In part, (big) data does the same. A conclusion about something or someone is reached on the basis of a large number of characteristics. But no matter how sophisticated the (big) data technique is, it will never do justice to a much more complex reality.
An example: (big) data concludes that married men undoubtedly live healthier than single men. So, if you get a divorce, it would only be fair to pay more health insurance. Right? Maybe. But does the data know that you are divorcing a chain-smoking woman who is causing you stress, and frying burgers every day? Probably not.
Back to the seal.
Ben Bernanke, ex-boss of the Federal Reserve wanted to refinance his mortgage in 2014. That should not be a problem. Bernanke is bursting with money and he had a huge book deal at the time. However, he also just got a new job. As a result, the algorithm rejected his application. A new job? Risk! The algorithm looked at his baldness, whiskers and sad eyes and decided it was a seal.

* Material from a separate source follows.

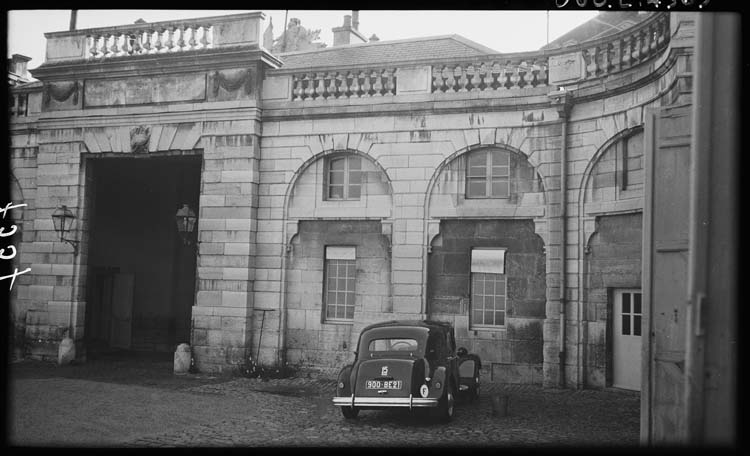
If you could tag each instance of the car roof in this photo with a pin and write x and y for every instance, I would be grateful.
(429, 324)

Close, but wrong. Very wrong.
A million data points and Netflix
Maybe you now think: well, the problem probably is that we do not have enough data. If we had collected some more data then we would have known that Ben Bernanke is no seal. This is a common reflex.
Is there a problem with the data? Than we need more data.
However, remember the lesson from section two. Data is subjective. More data also means more subjective data.
Suppose Netflix tries to provide me with just the right tips for things I should watch at just the right time. They can collect all the data they want, but they only know what I watched on Netflix before. They do not have data on the things I wanted to watch. This way even with all the data in the world, Netflix still gives me tips based on the man I was, not the man I wanted to be.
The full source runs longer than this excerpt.